Episodi analoghi accaddero ad Albona, a Fiume ed in altre località: la popolazione civile fu abbandonata a sé stessa mentre chi avrebbe dovuto proteggerla cercava di fuggire il più lontano possibile. D’altra parte anche il re d’Italia, il capo supremo dei militari, aveva abbandonato Roma per raggiungere Brindisi ed i suoi subalterni si comportarono con eguale vigliaccheria.

Persone che non avevano nulla da rimproverarsi cercavano di nascondersi  nelle campagne o vivevano asserragliate nelle proprie abitazioni sperando che nessuno venisse a bussare.

Catina dovette servire i  titoisti che si ubriacavano ed accennavano a passi di kolo, una danza tradizionale serba accompagnata da canti balcanici che, in quelle circostanze e per una popolazione disarmata ed impotente, erano simili ad un’orazione funebre.

Lei svuotava le botti del Bepi Suran sperando che i partigiani se ne andassero e qualcuno venisse in soccorso suo e  di quelle genti martoriate, ma nessuno arrivava.

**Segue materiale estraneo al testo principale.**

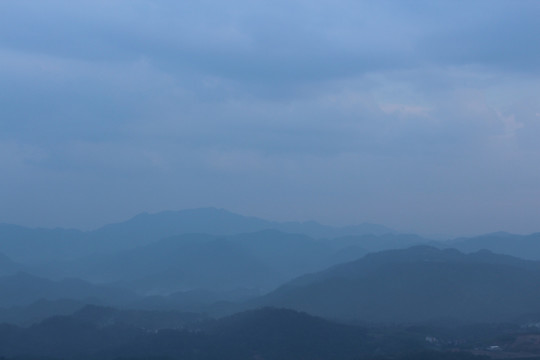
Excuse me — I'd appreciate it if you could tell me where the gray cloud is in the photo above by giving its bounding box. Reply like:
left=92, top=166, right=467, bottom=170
left=0, top=0, right=540, bottom=234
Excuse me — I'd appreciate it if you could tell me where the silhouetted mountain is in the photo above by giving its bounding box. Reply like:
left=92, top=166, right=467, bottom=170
left=0, top=253, right=23, bottom=276
left=450, top=232, right=540, bottom=260
left=0, top=299, right=85, bottom=326
left=72, top=305, right=206, bottom=331
left=0, top=224, right=83, bottom=263
left=0, top=273, right=136, bottom=307
left=0, top=208, right=393, bottom=264
left=252, top=246, right=540, bottom=323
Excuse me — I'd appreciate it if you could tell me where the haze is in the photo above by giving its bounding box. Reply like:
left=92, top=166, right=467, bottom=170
left=0, top=0, right=540, bottom=236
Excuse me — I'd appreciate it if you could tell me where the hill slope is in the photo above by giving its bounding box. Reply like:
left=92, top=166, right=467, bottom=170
left=252, top=246, right=540, bottom=323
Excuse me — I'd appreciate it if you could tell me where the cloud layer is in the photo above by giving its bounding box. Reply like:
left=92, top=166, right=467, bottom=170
left=0, top=0, right=540, bottom=235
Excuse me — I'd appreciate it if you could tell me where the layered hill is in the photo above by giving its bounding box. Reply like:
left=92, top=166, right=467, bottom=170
left=252, top=246, right=540, bottom=323
left=0, top=208, right=394, bottom=264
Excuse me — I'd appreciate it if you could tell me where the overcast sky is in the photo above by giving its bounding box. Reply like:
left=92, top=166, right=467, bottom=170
left=0, top=0, right=540, bottom=236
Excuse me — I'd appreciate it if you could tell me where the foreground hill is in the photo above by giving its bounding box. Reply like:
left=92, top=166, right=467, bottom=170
left=0, top=307, right=462, bottom=360
left=251, top=246, right=540, bottom=323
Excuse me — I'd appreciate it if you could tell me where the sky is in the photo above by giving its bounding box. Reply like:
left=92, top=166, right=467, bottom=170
left=0, top=0, right=540, bottom=236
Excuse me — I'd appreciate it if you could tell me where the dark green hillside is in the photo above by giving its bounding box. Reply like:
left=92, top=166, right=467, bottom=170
left=253, top=246, right=540, bottom=323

Alla fine a proteggere Pisino  arrivarono i tedeschi e, dopo la cruenta sortita dei drusi, furono accolti come liberatori. Anche alcuni giovani del posto, tra cui Marcello, il figliastro autista delle corriere del monte Maggiore, si arruolarono nelle file dei germanici oppure costituirono nuclei autonomi cercando di respingere  i titoisti che compivano feroci attentati per poi sparire nei boschi: era l’unica soluzione praticabile considerando che chi avrebbe dovuto e potuto intervenire, le risorse per arrestare le bande comuniste mal organizzate ed altrettanto mal equipaggiate c’erano, stava con ogni mezzo cercando una via di fuga.

L’Istria fu  infine sottratta alla giurisdizione italiana ed annessa direttamente al Terzo Reich come era già accaduto per l’Alto Adige e la provincia di Belluno: l’amministrazione del territorio, dopo una  parentesi di circa vent’anni, era tornata in mani tedesche.